When school was cancelled, you didn’t know about it until you woke up that morning, watched the local television station and prayed to see your school district’s name come across the bottom of the screen listing the closed schools in that station’s viewership area.

But now it’s not enough to simply have a snow day. Parents demand to know about the coming snow day with as much notice as possible.

And I get it. Because I’ve got five kids in school myself and three more in daycare. If school is going to be closed on Tuesday morning, there’s a certain level of tranquility that comes with going to bed on Monday night knowing we don’t have to get our kids ready before the sun comes up.

But I’m on the back end of those people that were in school if the roads were passable during times of icy weather. And in the 1980s and 1990s in northwest Alabama, the only time I remember school getting called for stormy weather was when in 1995 when Hurricane Opal was coming up from the Gulf of Mexico and moving over nearly the entire state of Alabama.

The Governor announced the day before that every county the hurricane would go over was cancelling classes the next day. It went over 65 of the 67 counties in Alabama. Unfortunately for 14-year-old Brandon, I was in one of the two other counties, so we still had school that day. So I never got out for stormy weather.

We had the plan of going out in the hallway, taking a book with us, opening it and putting it over hour heads between our knees … because that sounds like a great position to be stuck in if the building were to collapse on top of me.

It’s a tough call. And Marlon King and his group get paid a lot of taxpayer dollars to make calls like that on a daily basis.

This time they were right. My van nearly blew over while driving down Highway 45 on Friday. I’d hate to have been driving a bus full of students at that point.

Power was out all over the city and county. I’d hate to have been a student in the dark with a bunch of classmates for a few hours waiting on someone to pick me up wishing JMCSS had told me just to stay home.

And I’d really hated having been in one of those buses – or even picked up by my parents – and being stuck in traffic that backed up because a lot of stoplights at crucial intersections weren’t working because they were out of power.

By the way, when you’re at a four-way stop that has a stoplight that isn’t working, then you treat it like you would a four-way stop with stop signs.
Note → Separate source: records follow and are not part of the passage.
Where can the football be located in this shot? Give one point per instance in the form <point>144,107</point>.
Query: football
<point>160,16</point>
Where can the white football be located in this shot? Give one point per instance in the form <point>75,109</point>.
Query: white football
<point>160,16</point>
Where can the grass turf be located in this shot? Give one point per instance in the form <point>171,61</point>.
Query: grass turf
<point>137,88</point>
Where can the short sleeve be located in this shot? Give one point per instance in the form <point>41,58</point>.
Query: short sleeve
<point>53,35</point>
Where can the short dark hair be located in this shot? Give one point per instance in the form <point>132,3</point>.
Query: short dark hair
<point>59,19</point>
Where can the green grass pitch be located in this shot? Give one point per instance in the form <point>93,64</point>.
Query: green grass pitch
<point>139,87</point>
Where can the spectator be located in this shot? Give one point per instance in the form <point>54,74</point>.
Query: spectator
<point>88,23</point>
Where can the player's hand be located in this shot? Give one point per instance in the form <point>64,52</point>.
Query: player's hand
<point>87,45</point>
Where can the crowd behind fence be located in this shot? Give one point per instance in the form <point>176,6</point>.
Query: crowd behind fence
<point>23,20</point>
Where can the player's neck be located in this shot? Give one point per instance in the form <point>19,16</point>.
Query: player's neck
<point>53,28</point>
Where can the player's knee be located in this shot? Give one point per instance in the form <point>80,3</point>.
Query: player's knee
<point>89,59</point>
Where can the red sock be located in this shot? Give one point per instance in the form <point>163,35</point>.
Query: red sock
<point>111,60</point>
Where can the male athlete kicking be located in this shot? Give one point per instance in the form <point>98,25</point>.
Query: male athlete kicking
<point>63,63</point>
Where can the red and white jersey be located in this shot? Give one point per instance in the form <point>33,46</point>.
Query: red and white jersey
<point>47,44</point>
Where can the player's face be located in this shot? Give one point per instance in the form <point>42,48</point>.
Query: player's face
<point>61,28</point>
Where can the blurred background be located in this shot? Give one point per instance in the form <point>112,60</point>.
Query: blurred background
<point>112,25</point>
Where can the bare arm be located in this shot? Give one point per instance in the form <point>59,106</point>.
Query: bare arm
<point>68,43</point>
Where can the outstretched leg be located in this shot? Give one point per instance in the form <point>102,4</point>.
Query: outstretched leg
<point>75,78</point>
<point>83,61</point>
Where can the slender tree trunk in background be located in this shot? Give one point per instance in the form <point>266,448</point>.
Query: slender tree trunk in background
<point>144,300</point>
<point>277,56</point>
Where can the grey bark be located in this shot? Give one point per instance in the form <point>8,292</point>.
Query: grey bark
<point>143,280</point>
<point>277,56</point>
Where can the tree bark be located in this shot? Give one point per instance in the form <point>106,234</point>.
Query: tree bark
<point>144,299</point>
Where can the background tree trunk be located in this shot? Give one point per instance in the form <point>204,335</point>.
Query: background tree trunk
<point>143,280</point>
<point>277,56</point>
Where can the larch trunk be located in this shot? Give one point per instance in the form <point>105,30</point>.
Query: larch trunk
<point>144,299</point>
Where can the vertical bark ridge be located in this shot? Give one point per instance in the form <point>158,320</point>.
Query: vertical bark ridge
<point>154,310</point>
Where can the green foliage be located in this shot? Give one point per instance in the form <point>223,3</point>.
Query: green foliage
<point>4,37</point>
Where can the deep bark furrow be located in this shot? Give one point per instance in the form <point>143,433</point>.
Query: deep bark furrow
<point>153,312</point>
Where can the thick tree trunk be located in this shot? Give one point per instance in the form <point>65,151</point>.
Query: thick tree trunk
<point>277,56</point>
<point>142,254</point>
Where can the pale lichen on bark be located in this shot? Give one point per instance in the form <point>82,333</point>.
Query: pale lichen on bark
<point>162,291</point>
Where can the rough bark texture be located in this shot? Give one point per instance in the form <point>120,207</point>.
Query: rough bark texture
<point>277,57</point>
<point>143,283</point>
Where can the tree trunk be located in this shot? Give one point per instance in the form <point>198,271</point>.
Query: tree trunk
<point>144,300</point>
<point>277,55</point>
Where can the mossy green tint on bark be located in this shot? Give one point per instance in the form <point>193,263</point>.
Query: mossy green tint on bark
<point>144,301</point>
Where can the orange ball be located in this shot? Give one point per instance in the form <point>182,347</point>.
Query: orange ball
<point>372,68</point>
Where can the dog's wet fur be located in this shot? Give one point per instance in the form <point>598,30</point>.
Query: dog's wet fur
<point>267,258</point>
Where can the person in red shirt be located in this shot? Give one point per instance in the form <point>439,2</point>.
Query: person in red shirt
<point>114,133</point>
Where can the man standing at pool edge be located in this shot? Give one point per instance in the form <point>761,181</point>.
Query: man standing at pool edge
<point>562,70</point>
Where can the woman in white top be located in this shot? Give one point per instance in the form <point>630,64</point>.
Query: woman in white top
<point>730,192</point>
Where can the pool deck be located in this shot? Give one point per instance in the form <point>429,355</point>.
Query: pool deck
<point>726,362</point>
Many drivers in Jackson need a refresher on that before the next big power outage, but that’s a totally different column.

So whether you think JMCSS should’ve had classes or not, you can prove you’re right either way.

But so can the other side of this issue.

One of my favorite quotes from a television show comes from The West Wing when President Jed Bartlett was talking about how a lot of issues aren’t as clear as some think they are: “Every once in a while, there’s a day with an absolute right and an absolute wrong, but those days almost always include body counts.”

Fortunately, we didn’t get to that point last week.